1. Aberdeen is the Energy Capital of Europe - that being said and considering the hundreds of thousands of foreigners who are here on work visas from ALL over the world, you would THINK that it would be easier to get settled.  There are SO many hoops you have to jump through to get a home, bank account, car, etc. 
2.  Since there are SO many people coming in and out of this city - MODERNIZE IT!!!  Take advantage of all the people and the potential money they could bring!
3.  The hot and cold water come out on two different sides of the faucet, so its hard to get not too cold, or not too hot water.
4. The basic TV is AWFUL!  To get good TV, cable is a MUST!  Even locals hate their own TV and say the only good shows are the American shows.

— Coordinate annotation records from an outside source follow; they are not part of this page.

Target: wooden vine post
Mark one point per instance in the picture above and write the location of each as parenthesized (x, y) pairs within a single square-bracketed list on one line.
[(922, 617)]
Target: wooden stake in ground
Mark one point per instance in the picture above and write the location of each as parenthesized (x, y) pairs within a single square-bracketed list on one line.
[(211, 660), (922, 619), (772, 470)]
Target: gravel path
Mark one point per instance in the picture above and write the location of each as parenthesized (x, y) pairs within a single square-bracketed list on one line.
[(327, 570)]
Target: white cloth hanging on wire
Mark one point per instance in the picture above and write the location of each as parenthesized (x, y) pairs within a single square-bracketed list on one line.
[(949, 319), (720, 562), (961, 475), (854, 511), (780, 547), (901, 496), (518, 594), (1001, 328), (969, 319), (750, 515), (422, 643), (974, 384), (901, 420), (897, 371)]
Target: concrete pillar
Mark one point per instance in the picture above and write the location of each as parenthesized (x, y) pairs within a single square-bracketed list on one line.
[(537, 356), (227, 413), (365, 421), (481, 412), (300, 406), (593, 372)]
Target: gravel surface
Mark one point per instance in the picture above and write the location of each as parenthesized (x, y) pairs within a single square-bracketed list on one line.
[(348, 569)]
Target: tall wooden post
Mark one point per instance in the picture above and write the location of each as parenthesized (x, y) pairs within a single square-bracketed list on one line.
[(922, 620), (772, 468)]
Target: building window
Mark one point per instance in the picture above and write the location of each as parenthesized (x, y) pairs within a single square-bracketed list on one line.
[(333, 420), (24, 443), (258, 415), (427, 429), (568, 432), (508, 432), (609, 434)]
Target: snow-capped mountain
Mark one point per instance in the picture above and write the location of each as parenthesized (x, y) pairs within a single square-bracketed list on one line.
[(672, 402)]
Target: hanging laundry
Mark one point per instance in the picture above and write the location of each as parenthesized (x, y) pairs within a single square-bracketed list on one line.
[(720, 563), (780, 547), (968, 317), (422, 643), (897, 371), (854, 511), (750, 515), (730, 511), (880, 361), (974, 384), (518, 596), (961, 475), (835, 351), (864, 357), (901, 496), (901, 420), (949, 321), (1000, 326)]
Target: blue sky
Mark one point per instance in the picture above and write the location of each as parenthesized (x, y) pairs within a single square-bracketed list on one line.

Things that I like about Aberdeen:
1. They LOVE dogs here!  My puppies can go everywhere with me!
2.  Even when it rains, it is BEAUTIFUL here!
3. My bum is getting hard and my waist is getting smaller bc I have to walk everywhere!
4. There is so much history here and places to visit
5. I get to travel through Europe!!!

I know I haven't fully transitioned, but as each day passes I feel like I am getting stronger and more independent.  I thank God that I wake up and go to sleep happy and beside my husband every night.  I thank Him for the technology we have so that I can talk to my family any time I want to and for sisters that set me straight when I need it.  I thank Him for allowing us to be able to send my puppies over to keep me company.  I thank Him for my loving husband who tries so hard to make me happy and is allowing me to go home and visit as much as I want.  And I think Him for giving me the comfort of knowing that "I can do all things through Christ who strengthens me." Phillippians 4:13


PS: The tights underneath the shorts IS a "fashion trend" eek!